Three different conditions can cover up most of the demands from texts to numbers even time and dates.
a. For text
There are five options (is, is not, contains, does not contain, is not blank) for texts.
For example, If you select "contains" and type in the word "Apple" in the text box, the whole condition will be: If the data field "Title" contains the words "Apple".
b. For numbers
There are four options available for numbers(greater than, less than, greater than, or equal to).
For example, if you select data field "Price", "greater than", and fill in the value "500", the condition will be: If the data field "Price" is greater than "500".
Please make sure the field only contains the number value. If it has text value, you can use Clean Data feature to refine it.
c. For time and date
There are four options available for time and date (after, before, on or after, on or before).
For example, for the data field "Time", if you select "after", "12 am of the extraction day" and do "dump this line of data", the condition will be: if the time is after 12 am of the extraction day, then dump the line of data. As a result, only those threads that are published before 0:00 AM of the extraction day will get fetched.
You can also use the current time or customize the time or date range.

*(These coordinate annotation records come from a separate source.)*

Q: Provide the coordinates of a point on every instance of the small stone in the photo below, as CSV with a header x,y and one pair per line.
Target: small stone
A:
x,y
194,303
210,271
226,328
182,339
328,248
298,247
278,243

4. Add more conditions by using [AND] or [OR]
Multiple conditions can be added to the same trigger. Use condition [AND] or condition [OR] to define the relationships between the various conditions.
If you click "Add [AND] condition" and add a condition, the action will be executed if the data field meets both conditions.
If you click "Add [OR] condition" and add a condition, the action will be executed if the data field meets either one of the two conditions.
5. Choose an action from "Do"
Now that you have the conditions defined, Octoparse will execute one of the following steps when the conditions are triggered.
a. Dump this line of data
If "Dump this line of data" is selected, Octoparse will abandon the whole data lines from the extraction step no matter in what steps it has been triggered.
b. End the loop
If "End the loop" is selected, you'll need to choose a Loop Item to end.
c. Stop the entire extraction
If "Stop the entire extraction" is selected, the extraction will be terminated once the corresponding condition is satisfied.